Des «collages émotionnels»

Cette façon d'opposer musique légère et texte lourd de sens - comme le fait Leonard Cohen, notamment - c'est une des forces de ce prodige de 26 ans: «Pour moi, les chansons sont des sortes de collages émotionnels, et on peut à partir de deux dimensions - la musique, les paroles - les mêler de telle manière qu'elles possèdent plusieurs facettes, toute une foule de subtilités...»

Un peu comme sur la pochette et le livret du disque, faits de dessins hautement colorés? «Exactement. Vous savez, on a tout peint à la main, mes amis et moi, tout, sur une table, ça nous a pris des heures. On a ensuite photographié le résultat pour en faire la pochette, ce n'est pas du Photoshop! Ç'a été difficile et long, vous n'avez pas idée, alors que ça semble tout simple, léger, presque enfantin.» Comme une très bonne chanson pop, finalement...

Ceux qui ont vu Mika en 2008, au Centre Bell, se souviennent d'un spectacle incroyable, généreux, rempli de ballons, de costumes, d'ombres chinoises, etc. De quoi aura donc l'air le spectacle de mardi... à la salle Wilfrid-Pelletier de la Place des Arts, alors qu'ils seront 10 musiciens sur scène? «J'utilise encore l'opposition, explique Mika. C'est une salle plus traditionnelle... où le spectacle ne le sera pas. Je dirai simplement que le show commence comme si nous étions en 1955 et que... j'étais mort!»

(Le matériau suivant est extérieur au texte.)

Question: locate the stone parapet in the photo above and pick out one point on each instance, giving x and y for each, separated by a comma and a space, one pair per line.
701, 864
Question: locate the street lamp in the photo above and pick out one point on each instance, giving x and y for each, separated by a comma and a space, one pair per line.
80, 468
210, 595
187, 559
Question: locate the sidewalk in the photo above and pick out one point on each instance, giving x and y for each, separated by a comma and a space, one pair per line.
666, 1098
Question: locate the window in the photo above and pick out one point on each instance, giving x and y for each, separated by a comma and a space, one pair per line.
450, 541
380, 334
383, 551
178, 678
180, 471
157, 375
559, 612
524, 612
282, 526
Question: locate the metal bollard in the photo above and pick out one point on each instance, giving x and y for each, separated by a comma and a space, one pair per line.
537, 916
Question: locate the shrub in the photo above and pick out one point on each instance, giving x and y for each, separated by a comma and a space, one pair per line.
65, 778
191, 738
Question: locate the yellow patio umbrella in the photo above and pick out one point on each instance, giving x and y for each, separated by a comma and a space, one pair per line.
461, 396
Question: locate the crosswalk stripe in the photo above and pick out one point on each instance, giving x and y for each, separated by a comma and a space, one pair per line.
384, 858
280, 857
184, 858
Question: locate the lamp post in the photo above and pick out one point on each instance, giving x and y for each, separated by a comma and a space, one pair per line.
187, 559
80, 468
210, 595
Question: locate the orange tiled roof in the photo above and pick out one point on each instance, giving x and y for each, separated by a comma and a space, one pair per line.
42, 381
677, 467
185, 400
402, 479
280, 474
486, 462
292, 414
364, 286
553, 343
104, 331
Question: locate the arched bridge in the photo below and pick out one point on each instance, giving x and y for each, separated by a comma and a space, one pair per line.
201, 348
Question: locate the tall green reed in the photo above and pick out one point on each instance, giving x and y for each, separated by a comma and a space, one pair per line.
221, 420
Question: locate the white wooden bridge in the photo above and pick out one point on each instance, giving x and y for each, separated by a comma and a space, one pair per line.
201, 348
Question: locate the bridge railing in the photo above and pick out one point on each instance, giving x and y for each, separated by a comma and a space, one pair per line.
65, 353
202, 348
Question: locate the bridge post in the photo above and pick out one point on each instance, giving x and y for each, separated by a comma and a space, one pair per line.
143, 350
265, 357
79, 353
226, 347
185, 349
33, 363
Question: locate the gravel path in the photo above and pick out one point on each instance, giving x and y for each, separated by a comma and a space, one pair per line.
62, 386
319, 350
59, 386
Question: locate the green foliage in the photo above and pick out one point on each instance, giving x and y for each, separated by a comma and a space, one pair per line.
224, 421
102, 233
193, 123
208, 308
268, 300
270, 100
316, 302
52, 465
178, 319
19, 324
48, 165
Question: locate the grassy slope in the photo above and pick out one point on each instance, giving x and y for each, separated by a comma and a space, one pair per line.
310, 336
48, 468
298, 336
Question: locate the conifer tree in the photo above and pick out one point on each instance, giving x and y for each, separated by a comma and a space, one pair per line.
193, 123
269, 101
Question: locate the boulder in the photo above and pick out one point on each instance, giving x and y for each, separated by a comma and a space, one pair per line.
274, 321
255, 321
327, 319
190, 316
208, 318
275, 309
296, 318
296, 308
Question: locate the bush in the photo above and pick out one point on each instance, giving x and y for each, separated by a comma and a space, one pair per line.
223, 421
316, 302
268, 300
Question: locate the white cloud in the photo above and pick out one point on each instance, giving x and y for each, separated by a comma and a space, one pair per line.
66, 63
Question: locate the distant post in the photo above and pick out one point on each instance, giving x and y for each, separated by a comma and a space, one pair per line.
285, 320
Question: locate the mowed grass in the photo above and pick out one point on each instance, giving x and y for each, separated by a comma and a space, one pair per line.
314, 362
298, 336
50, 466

Oh boy, ça promet! «Je crois que ce sera quelque chose», conclut-il en riant avant d'ajouter, avec un peu de crainte dans la voix: «Tout ce que j'espère, c'est que les gens voudront bien accepter ce que je leur propose: dans le premier album (l'excellent Life in Cartoon Motion, 2007), j'ai construit un monde concret, avec des personnages. Dans le second, je reprends en fait ces personnages et je les transporte ailleurs... Et j'aimerais continuer ainsi, toute ma vie: à partir de mes chansons tellement simples, faire des albums qui ajoutent constamment des couches à mes personnages... J'espère que les gens me permettront de les développer pendant le reste de ma vie...»

Mika, en spectacle à la salle Wilfrid-Pelletier, mardi, 13 octobre, 20h.